The Government expects the council to submit its plan to “turn the [spending] curve” by the end of next year, after council finance director Denise Murray wrote to the Department of Education about what she called the “worrying” state of Bristol’s schools budget in September.

Much of the predicted deficit is due to spending to meet a growing demand for statutory services for children with special educationa­l needs and disabiliti­es (SEND).

So the plan to reduce the deficit relies heavily on the success of the council’s three-year, £6.1million Education Transforma­tion Programme, launched in March of last year, which includes work required by Ofsted and the Care Quality Commission to improve SEND services.

The programme made “good” progress last year, starting a project to create 190 extra special school places by September 2022 and continuing work to improve the statutory process around education, health and care plans (EHCPs) for SEND children, the schools forum heard in September.
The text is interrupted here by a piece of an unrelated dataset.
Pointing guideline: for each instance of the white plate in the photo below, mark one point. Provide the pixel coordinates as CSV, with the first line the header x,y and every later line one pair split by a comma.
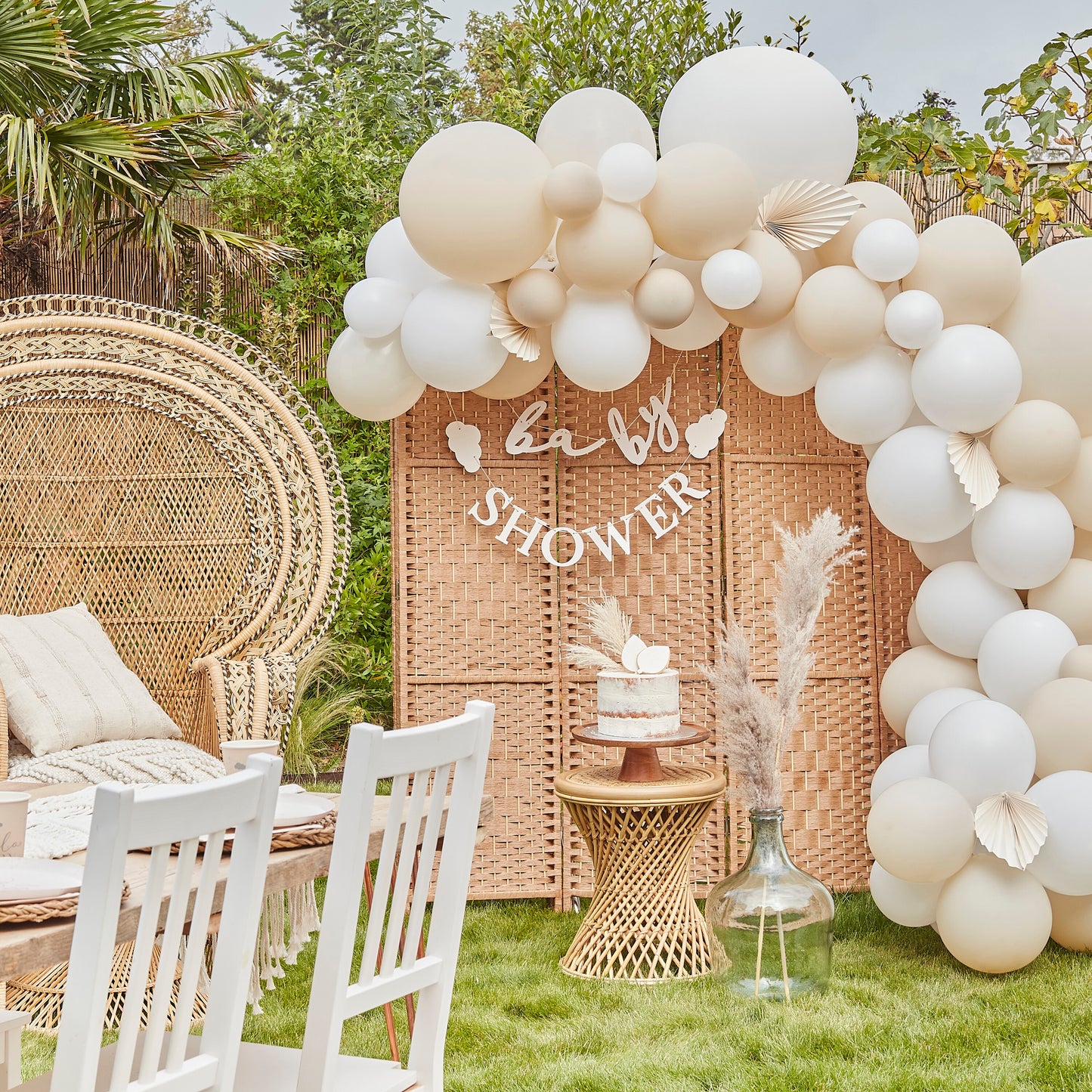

In the next phase of the programme, the council plans to make funding available for schools to test ways to provide early support and interventi­on for children with SEND, with the overarchin­g aim of eventually making all of the city’s schools more effective for children with special education needs, the forum heard this week.

Meanwhile, a growing number of children in Bristol are being identified as having SEND and the council is struggling to deal with a growing backlog of requests for EHCPs.

The latest figures from Open Data Bristol show 592 families were waiting for an EHCP as at October 1, of which more than half (324) had been waiting for longer than the statutory 20-week period.

Bristol’s newly appointed cabinet member for education, Labour councillor Asher Craig, pictured, said the Conservati­ve government needed to properly fund services for children with special educationa­l needs.

But Ms Murray said the council had to take responsibi­lity for its local deficit and “drive forward” with its plan to reduce it.

“We recognise that there is a need for additional funding in the system but the legacy deficit is a local issue and we need to own that,” she said.